How to convert PIR to C

OBSOLETE: Needs to be updated post-PDD17

When writing a compiler for parrot, it is actually very easy to implement it in PIR - aside from lack of control flow, it has a lot of benefit:

  • it makes string operations very easy
  • handles the parrot calling conventions for you.
  • ...

Each opcode invocation, however, has overhead. So after benchmarking how much time is spent in a particular PIR .sub, you may find it beneficial speed wise to replace that sub with one written in C.

Step 1:

Decide where you want the C code to live:

  • In a dynamic opcode?
  • As a class or instance method on a PMC? (Or, if the original code was a class, as an entire PMC)
  • In a C library? (you may wish to choose this even if the user-facing method is a dynamic opcode: simply dispatch to your c method from there.)

If this code is tied to a particular type of data (say, escaping a string), consider adding it to the PMC.

We'll assume PMC for now, and that you're adding this to an existing PMC. (Starting a PMC from scratch is another tutorial)

Step 2:

Now, determine if your method needs to follow the parrot calling conventions, or more simple C-style conventions. If you're returning void or a single value, and are taking a fixed number of arguments, you can use the C-stlye conventions. Any optional, named, slurpy or otherwise arguments warrant using the parrot calling conventions.

The C code for each belongs in the .pmc file, e.g. src/pmc/codestring.pmc

The shell for a C-style method (that takes a single PMC arg and returns a single PMC result) is:


METHOD PMC* method_name(PMC* source) {
   ...
}

The shell for a PCC-style method (that takes a string, and slurps up the remaining arguments into an array automtically) is:


PCCMETHOD void method_name(STRING* fmt, PMC* args: slurpy) {
    PMC* result;
    ...
    PCCRETURN(PMC* result)
}

Note that at the C level, this method has a void return signature: the PMC to C compiler expands the not-quite-macros and argugment declarations here into the required C code to implement the calling conventions.

Step 3:

Now to actually write some code. How do you convert PIR into C? We've looked at the equivalent of the .sub/.end directives and the .return directive so far.

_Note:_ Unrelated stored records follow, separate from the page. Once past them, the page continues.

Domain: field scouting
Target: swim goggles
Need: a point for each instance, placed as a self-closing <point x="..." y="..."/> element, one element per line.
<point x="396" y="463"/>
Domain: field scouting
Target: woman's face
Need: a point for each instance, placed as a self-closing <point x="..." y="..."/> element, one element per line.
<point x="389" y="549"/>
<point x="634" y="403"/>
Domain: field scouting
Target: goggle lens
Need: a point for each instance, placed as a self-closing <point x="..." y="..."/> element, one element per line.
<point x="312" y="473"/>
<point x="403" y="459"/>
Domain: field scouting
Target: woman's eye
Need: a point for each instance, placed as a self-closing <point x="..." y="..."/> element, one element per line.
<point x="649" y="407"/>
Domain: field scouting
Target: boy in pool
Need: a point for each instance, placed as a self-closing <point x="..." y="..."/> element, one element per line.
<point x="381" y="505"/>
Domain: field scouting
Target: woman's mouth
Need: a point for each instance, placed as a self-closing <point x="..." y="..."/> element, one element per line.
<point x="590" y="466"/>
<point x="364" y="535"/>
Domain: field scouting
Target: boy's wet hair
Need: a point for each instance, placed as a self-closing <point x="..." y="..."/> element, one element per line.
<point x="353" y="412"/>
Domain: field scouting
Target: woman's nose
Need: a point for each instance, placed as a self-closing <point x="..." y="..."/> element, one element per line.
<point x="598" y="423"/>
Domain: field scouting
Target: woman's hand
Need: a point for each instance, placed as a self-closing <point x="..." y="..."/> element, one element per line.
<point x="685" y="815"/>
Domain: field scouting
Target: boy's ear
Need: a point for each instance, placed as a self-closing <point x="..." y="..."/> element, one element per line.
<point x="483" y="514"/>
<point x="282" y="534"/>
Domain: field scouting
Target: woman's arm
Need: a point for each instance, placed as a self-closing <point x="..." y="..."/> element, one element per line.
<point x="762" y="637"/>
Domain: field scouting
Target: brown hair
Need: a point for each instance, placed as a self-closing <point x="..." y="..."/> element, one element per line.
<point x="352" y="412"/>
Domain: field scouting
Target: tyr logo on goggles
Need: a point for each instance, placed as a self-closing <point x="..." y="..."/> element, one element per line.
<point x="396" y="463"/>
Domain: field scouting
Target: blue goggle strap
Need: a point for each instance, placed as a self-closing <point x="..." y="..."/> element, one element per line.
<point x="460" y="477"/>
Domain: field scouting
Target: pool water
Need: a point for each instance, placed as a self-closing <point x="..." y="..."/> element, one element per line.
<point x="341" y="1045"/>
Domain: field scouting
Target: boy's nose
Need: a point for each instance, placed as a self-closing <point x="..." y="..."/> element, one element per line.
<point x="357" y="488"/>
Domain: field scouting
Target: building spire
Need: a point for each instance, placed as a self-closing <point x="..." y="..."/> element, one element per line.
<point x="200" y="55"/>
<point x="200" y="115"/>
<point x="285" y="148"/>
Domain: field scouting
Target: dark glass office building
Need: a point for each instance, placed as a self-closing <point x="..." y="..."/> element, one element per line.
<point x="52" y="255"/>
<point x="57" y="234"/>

Here's a simple sub that takes an input string and returns a string of the same length that preserves case and whitespace, but obscures the content. (thanks to tlily for the inspiration)


.include 'cclass.pasm'

.sub 'murfle'
    .param string original

    .local string result
    result = ""
    .local string replacement
    .local int len
    replacement = 'blah'
    len = 4 # length of replacement

    .local int orig_len
    orig_len = length original

    .local int orig_pos, pos
    orig_pos = 0
    pos = 0
  loop:
    if orig_pos >= orig_len goto end_loop

    $S1 = substr original, orig_pos, 1

    $I0 = is_cclass .CCLASS_UPPERCASE, $S1, 0
    if $I0 goto handle_uppercase

    $I0 = is_cclass .CCLASS_LOWERCASE, $S1, 0
    if $I0 goto handle_lowercase

    goto handle_non_alpha

  handle_lowercase:
    $S2 = substr replacement, pos, 1
    $S2 = downcase $S2
    goto loop_continue

  handle_uppercase:
    $S2 = substr replacement, pos, 1
    $S2 = upcase $S2
    goto loop_continue

  handle_non_alpha:
    result .= $S1
    inc orig_pos
    pos = 0 # Start replacement text over.
    goto loop
    
  loop_continue:
    result .= $S2
    inc orig_pos
    inc pos
    pos = pos % len
    goto loop
  end_loop:
    
    .return(result)
.end

The first part of our conversion will be a simple, line for line translation from PIR into C. Wherever there is an opcode, you can look in src/ops/*.ops to peek under the hood and see what C level routines are called. You'll notice that in C, we have to explicitly pass around an interpreter, which is usually hidden from us in PIR; We don't have to convert any of the flow control in the first step, since C supports labels and gotos. As long as our math is with simple int/num registers, no real conversion is needed there either. The one real change here is that we've combined our declarations an initializations, something that we are unable to do in PIR.

First, we need to include a header file for our cclass constants, just as we did in PIR.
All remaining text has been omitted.